El Salvador-born Guyanese hailed as Abary heroine

 

Diana Balram saves five

Mrs Diana Balram and her husband, Randy, yesterday

Of the eleven persons on board the boat, which sank in the Abary River on Wednesday, only two could swim.
One of the swimmers rescued his child and then drowned while returning to save others.
The second swimmer, a woman, held on to one child and managed to stay afloat with four others clinging desperately to her legs, her arms and clothing. She managed to paddle and float with them to the river bank safely.

Mrs Diana Balram, of Maryland, United States of America, became a heroine within seven days of arriving in Guyana for the first time: she saved five lives.
Yesterday she recalled moments of pure terror in the Abary river when the boat capsized.
Mrs Balram is a native of El Salvador and the wife of Randy Balram, a Guyanese whose grandfather, Mr Ramjit Ramdeen,recently died overseas.
She said that herself, her husband and seven others had traveled separately from the US to Guyana and had met twelve other relatives of the dead Ramjit Ramdeen. They had come from Canada to dispose of his ashes in the land of his birth.
During the family reunion, the members had buried the ashes over the weekend and then took the decision to visit the Abary Backlands for a “bush cook.”
Mrs Balram said that there were eleven people in the boat, all with the exception of the pilot, being women and children.

The boat had just pulled off to cross the river when she noticed that the front was low in the water.
“The guy who was driving the boat started up the engine, and it was going and then the front of the boat dipped and water started to come in. The driver turned off the engine fast, but by then the boat was already swamped and everybody was in the water,” she said.
“First thing after the boat started going under, I just grabbed the smallest child a little girl. As I grabbed her, I wasn’t thinking that anybody else don’t know how to swim. I was just thinking about the little girl.
“I knew she couldn’t swim. So I grabbed her and I was holding her up with my left arm and I was trying to breathe. When I couldn’t breathe anymore I didn’t let go of her I just kept holding her up.
“She was still there and then I don’t know how we moved but the next thing I knew, I had the little girl, her mother, my aunt, her daughter and Nica– another cousin– all screaming and hanging on to me for dear life.

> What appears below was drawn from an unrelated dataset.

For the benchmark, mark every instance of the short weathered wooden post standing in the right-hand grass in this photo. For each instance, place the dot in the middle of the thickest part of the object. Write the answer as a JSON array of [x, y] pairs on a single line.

“I tried my best to stay afloat and then I guess we got close enough to the bank of the river so the other people could pull us out.”
“It was crazy: everything happened so fast. It would have been worse if we were further out. Nobody would have made it out alive,” she said, “Nobody.”
Everyone clinging to Mrs Balram survived.
“The little girl that I held onto, she survived, yes she survived, the little darling,” Mrs Balram said.
“My husband was not in the boat. He came halfway from the bank as much as he could because he can’t swim too. Thank God he wasn’t in there,” she said, a sigh of relief escaping from her lips, even 24 hours after the ordeal.

Satesh Koshilla, the pilot of the boat and the only other person who could swim managed to save his eight-year-old daughter, Angelica, and then went under while returning to save others.
Another relative, Diana Ramjeet, eight, drowned. Mrs Balram expressed regret at her loss.
“I don’t know how it happened but she just drifted away from all of us,” she said.
Sharda Singh 38 of Blairmont, West Bank Berbice, another relative who died, was taken out of the creek, but died while receiving medical attention.
“It was such a terrible experience. It was scary; I hope I don’t ever have to go through that again,” Mrs Balram said.
She was however thankful that she had been able to save so many lives.
“Without me in the water, staying afloat, there would have been no one else for them to hold on to,” she said.(END).